Tuttavia, per la prima volta dopo 43 anni, la Fiorentina Primavera è tornata a vincere lo Scudetto. È un caso? Sicuramente no: la Fiorentina dedica tanta attenzione al settore giovanile e, per riprendere le parole di Galloppa, la sua squadra ha anche un’identità fiorentina molto forte, perché ci sono tantissimi italiani e tanti toscani nelle giovanili viola.

Non serve a nulla scimmiottare il modello degli altri. La Fiorentina targata Giuseppe Commisso e Fabio Paratici deve avere la forza di credere nel proprio modello, nella continuità di ciò che Rocco ha lasciato al club. La forza e il coraggio di puntare sui propri giovani, come si fa in Spagna, in Inghilterra e in Germania. Perché andare a comprare giocatori stranieri a peso d’oro, quando non sono campioni e non hanno attaccamento alla maglia? Ciò che è mancato in questa stagione è la voglia di onorare questa maglia: se tutti avessero la grinta di Ranieri, un altro prodotto delle nostre giovanili, la Fiorentina non sarebbe arrivata quindicesima. Un giocatore può commettere sbagli, però deve correre e lottare dal primo all’ultimo minuto. Mi emoziona molto di più vedere Rubino, Puzzoli e Braschi in attacco, piuttosto che Piccoli e Gudmundsson, perché almeno i primi darebbero l’anima in campo.

Non è in un giorno, o in un mese, e forse neanche in un anno, che il modello Fiorentina diventerà vincente. Ci vogliono pazienza e molta competenza: quali di questi giovani sono già pronti a fare il salto in prima squadra? Kouadio, Trapani, Braschi? Puzzoli e Montenegro? Quali giocatori mandare in prestito e quali giocatori in prestito riportare a Firenze? Lorenzo Amatucci senz’altro, ma punterei anche su Tommaso Rubino, visto che manchiamo di attaccanti esterni e che lui è molto legato alla Fiorentina.

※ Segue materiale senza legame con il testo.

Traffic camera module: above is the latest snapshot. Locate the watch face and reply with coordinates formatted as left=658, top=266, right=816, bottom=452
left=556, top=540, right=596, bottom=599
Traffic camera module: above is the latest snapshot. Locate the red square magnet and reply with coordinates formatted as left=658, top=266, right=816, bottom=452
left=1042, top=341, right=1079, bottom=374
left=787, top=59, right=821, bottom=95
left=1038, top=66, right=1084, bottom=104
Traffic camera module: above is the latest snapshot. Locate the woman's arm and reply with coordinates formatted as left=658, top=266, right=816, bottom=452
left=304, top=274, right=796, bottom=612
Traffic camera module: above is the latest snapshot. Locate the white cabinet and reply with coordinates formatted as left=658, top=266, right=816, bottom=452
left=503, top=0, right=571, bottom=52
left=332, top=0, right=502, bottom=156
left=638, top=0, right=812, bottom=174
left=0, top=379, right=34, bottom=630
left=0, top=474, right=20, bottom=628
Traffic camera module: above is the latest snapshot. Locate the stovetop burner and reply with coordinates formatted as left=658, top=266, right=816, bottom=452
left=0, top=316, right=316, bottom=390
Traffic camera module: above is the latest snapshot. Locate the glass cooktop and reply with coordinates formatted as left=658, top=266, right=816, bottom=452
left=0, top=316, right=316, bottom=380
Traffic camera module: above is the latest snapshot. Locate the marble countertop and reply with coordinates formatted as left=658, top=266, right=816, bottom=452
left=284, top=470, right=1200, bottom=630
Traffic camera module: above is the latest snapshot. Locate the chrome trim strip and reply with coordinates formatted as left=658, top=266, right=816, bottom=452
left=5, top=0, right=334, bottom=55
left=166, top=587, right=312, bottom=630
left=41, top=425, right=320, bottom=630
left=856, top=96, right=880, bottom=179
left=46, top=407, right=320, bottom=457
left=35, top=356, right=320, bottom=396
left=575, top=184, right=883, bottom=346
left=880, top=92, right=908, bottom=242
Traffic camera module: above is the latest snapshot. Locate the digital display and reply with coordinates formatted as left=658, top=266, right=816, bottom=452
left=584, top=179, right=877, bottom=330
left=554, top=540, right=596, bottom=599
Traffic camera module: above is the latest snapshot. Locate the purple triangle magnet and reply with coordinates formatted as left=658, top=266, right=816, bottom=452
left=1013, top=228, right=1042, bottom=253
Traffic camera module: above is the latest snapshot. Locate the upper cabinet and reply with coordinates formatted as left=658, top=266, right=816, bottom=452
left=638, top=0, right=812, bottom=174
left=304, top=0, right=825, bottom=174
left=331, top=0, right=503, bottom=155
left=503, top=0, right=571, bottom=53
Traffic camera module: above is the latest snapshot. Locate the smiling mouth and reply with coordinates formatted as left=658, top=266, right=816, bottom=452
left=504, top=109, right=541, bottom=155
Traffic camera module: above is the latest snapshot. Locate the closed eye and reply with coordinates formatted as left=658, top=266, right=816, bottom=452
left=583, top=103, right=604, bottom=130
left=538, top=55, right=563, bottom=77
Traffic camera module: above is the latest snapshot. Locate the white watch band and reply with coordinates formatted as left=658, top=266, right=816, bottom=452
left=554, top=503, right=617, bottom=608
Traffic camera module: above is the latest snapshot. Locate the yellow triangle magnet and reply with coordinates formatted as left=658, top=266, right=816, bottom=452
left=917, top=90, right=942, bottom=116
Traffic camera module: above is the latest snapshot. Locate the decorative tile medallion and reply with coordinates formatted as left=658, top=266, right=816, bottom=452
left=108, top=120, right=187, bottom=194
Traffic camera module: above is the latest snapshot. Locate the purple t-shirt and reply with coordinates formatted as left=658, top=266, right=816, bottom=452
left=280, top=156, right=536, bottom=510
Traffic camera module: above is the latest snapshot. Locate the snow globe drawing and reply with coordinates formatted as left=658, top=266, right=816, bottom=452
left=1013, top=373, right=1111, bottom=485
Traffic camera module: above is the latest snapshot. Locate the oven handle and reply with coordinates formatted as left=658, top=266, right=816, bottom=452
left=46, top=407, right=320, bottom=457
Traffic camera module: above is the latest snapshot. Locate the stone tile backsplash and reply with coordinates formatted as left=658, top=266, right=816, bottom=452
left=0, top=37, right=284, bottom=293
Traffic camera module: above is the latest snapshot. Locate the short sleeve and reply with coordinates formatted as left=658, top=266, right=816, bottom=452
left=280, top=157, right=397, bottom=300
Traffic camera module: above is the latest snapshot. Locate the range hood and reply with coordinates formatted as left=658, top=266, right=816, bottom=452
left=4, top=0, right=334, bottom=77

Quando ho iniziato a piantare all’ombra di questi alberi enormi, in molti ridevano di me. «Ci vuole sole, devi tagliare gli alberi», mi dicevano. Io rifiutai di farlo, perché alcuni di questi alberi sono stati piantati da mio bisnonno, altri da mio nonno e altri ancora da me, vent’anni fa, nella mia adolescenza. E per tre anni persi quasi la fiducia, perché la maggior parte delle viti del frutto della passione erano ancora piccolissime, avendo molte difficoltà a raggiungere i rami più bassi di questi alberi, alti 14, 16 o 18 metri. E poi un giorno, passeggiando in un angolo del bosco che pianto, trovai un frutto della passione per terra, color rosso porpora con una sfumatura viola, in perfetto stato e buonissimo di sapore. E all’improvviso capii che la mia intuizione era giusta, ma che la chiave era usare un sistema di corde per far arrampicare le viti fino in cima a quegli alberi. La prima fase era la più difficile: una volta che la pianta del frutto della passione si appendeva ai rami più bassi degli alberi intorno, riusciva nel giro di un anno o due ad arrivare fino in cima. E questo salto fa pensare al passaggio di un giocatore dalla Primavera alla prima squadra.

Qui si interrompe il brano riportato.